Written in a polyphonic style reminiscent of Zadie Smith’s White Teeth and NW, Tessa McWatt’s sixth novel is a captivating jumble of voices belonging to a cast of diverse characters, several of whom are connected to an unnamed university in contemporary London, U.K. The circumstances of five characters in particular – Ed, Olivia, Robin, Katrin, and Francine – are revealed in alternating chapters as each individual struggles with his or her own particular challenges.

HigherEd-FinalIdealistic and empathetic Olivia, a 22-year-old law student, finds her choice of final-year legal project complicated when she reunites with her estranged father, Ed. His noble work as a bureaucrat in charge of overseeing the burial of the dispossessed and indigent inspires Olivia to propose a poetry project to honour the forgotten lives of these lonely people.

For help, Olivia turns to Robin, a film professor whose own personal life is in a muddle. Caught between Emma, pregnant with their child, and the alluring Polish expat Katrin, he must decide where his loyalties lie. To add to the confusion, Robin is in jeopardy of losing his position at a time of job cuts and rising unemployment rates. Katrin’s circumstances are also tenuous; she contends with an angry boss and multiple setbacks in bringing her mother over from Gdansk. Ultimately, she has to decide whether London is where she really belongs.

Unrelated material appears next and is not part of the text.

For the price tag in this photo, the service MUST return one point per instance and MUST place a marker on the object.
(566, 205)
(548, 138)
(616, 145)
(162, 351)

Francine, a quality assurance officer at the university, is perhaps the novel’s most genuine and piteous character. Self-loathing, facing middle age alone, and coping with an eating disorder, she witnesses a horrific car accident that leaves an indelible impression on her. Of all the stories in Higher Ed, Francine’s is the one we most hope to see
favourably resolved.

McWatt’s big-hearted writing effortlessly animates these five individuals, and while it’s never completely clear, in the end, what significance this novel might be reaching for, it doesn’t matter. The joy is in the journey. As Olivia observes, “[Y]ou didn’t look at the finish line; you looked at your own two feet running.”